Vorig weekend kwam ik, bij het doorneuzen van wat oude foto’s op een digitale camera, opnames tegen van een snoekbaars, een baars en een snoek. Ik ving deze drie roofvissen enkele jaren geleden vlak na elkaar met mijn spinhengeltje bij een brug in Diemen. Ik zat al een tijdje op het idee te broeden om een keer te gaan dropshotten. Eén en één is twee, het plan was gemaakt.
Dropshotten is een vismethode waarbij aan het eind van de lijn een loodje zit en een centimeter of 30 daarboven haaks op de lijn gemonteerd een haak met (kunst)worm of shad. Dit kan met de hengel schuin omhoog superlangzaam en verleidelijk worden binnengevist. Het loodje houdt contact met de bodem en het aas “zwemt” dus iets daarboven door het water.
Afgelopen vrijdag na werktijd was ik redelijk op tijd thuis. Mijn vriendin voelde het al aan: “waarom ga je niet nog even een uurtje vissen, dan eten we gewoon iets later”. Dit was niet tegen dovemansoren gezegd, ik pakte mijn hengel, gaf haar een zoen en even later stond ik in Diemen aan de waterkant.

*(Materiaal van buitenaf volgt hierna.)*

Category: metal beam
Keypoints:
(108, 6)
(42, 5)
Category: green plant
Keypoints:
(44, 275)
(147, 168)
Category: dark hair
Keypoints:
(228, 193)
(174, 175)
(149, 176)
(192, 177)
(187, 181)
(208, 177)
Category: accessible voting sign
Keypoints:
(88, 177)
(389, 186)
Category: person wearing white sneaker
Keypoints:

De laatste meter lijn knoopte ik van fluorocarbon, dezelfde draad als die ik ook op mijn karperhengels heb gezet. Een gewoon wartelloodje onderaan, een Gamakatsu wormhaak haaks op de lijn en een shadje op de haak. Dit werd aan de gevlochten lijn op het molentje bevestigd.

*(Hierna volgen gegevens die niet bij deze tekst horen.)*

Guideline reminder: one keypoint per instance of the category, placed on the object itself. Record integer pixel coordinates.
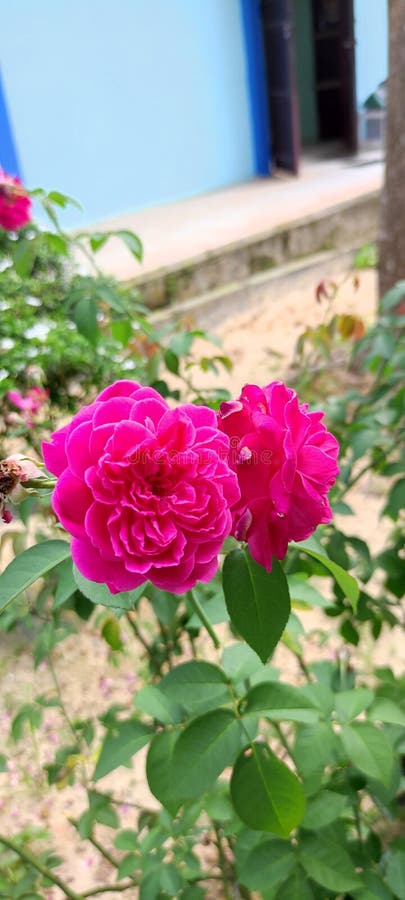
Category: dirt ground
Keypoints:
(259, 345)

Het voelt wat raar, die haak helemaal vooraan in het shadje. Een roofvis moet dat hele ding naar binnen slurpen om hem te haken. Maar goed, dit is hoe het hoort volgens het internet. In het water kon ik wel goed zien hoe “natuurlijk” het rubber met deze bevestiging door het water bewoog.

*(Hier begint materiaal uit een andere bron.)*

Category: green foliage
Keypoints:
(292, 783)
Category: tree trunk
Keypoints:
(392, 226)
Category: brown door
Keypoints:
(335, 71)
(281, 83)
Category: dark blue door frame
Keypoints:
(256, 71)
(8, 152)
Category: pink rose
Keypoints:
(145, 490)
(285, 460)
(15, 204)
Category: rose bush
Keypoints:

Rond kwart voor 7 ging de eerste worp richting een brugpijler. Om te voorkomen dat dit verhaal heel saai gaat worden zal ik me verder tot de hoogtepunten beperken.
Na een kwartiertje werd onder de brug, langs de kant, het rubbertje gegrepen door een baarsje. Het visje was niet erg groot. Als dit formaat baars al gehaakt kan worden dan is de plaats van de haak vooraan het shadje duidelijk geen probleem.
Weer een kwartiertje later voelde ik iets rukken aan de shad maar ik haakte niks. Dit voelde groter, helaas een misser.
En toen, het werd al donker, werd wederom onder de brug het shadje gegrepen door iets wat duidelijk groter was. Een witte schim onder water deed snoek of snoekbaars vermoeden. De vis vocht als een bezetene en ging zelfs door de slip. Bij het scheppen was het meteen duidelijk. Een snoekbaars van tegen de 60 centimeter had de shad voor een smakelijk hapje aangezien. Het haakje zat mooi vooraan in de bovenkaak en kon ik er met de tang weer simpel uitplukken. De vis zwemt weer rond. De snoekbaars heeft geluk dat ik hem ving. Had hij deze fout een stukje verderop aan het Amsterdam Rijnkanaal gemaakt dan had hij het niet kunnen navertellen.
Meteen na de snoekbaars ging ik naar huis. 45 minuten vissen, 2 vissen gevangen en een stinkend net achter in de auto. Het weekend kan beginnen!